"The discovery and synthesis of quantum dots" was awarded the Nobel Prize in Chemistry in 2023. X-rays have played a decisive role in clarifying the structure of quantum dots. Today, we use x-rays to study new quantum dot materials, including lead halide perovskites, which are among the most intensely studied materials in this field.
Lead halide nanocrystals have immense potential as tunable light emitters for displays, lighting, and light harvesting. Different synthesis methods yield nanoparticles with varying sizes, shapes, and compositions. Here, we aim to understand the mechanisms that determine size and shape. Our previous work (Nature Communications 2024) suggests that the rapid synthesis proceeds non-classically, involving several poorly understood steps:
1) Formation of precursor micelles,
2) Nanocluster formation upon precursor mixing,
3) Nanocluster decomposition and nanocrystal growth,
4) Superstructure formation.
We will employ advanced in-situ X-ray scattering and optical spectroscopy to resolve what happens on the atomic scale during synthesis. These experiments are conducted in collaboration with the group of Prof. Alex Urban (LMU Nanoinstitute), an expert in nanospectroscopy.

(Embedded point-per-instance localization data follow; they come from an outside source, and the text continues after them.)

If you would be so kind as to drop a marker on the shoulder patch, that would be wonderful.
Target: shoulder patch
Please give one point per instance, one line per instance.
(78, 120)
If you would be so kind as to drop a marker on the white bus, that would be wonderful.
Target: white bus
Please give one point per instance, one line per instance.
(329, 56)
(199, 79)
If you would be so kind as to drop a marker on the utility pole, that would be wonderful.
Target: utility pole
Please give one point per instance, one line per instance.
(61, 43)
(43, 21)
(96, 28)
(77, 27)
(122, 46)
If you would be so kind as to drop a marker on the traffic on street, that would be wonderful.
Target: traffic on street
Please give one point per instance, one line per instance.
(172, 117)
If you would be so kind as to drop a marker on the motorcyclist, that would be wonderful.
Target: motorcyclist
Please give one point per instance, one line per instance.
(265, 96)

(a) Quantum dot synthesis takes place in a quartz glass vial. During the synthesis, we measure photoluminescence (PL) as well as the x-ray SAXS and WAXS signals. (b) The reactants are injected into the vial remotely using two syringes controlled by a linear motor. (c) The glass vial is embedded in a container specifically designed for in-situ x-ray experiments. (d) The sequential injection of the reactants is carefully timed to optimize the quality of the quantum dots. Depending on the injection of a so-called antisolvent, quantum dots form as either nanorods or nanoplatelets.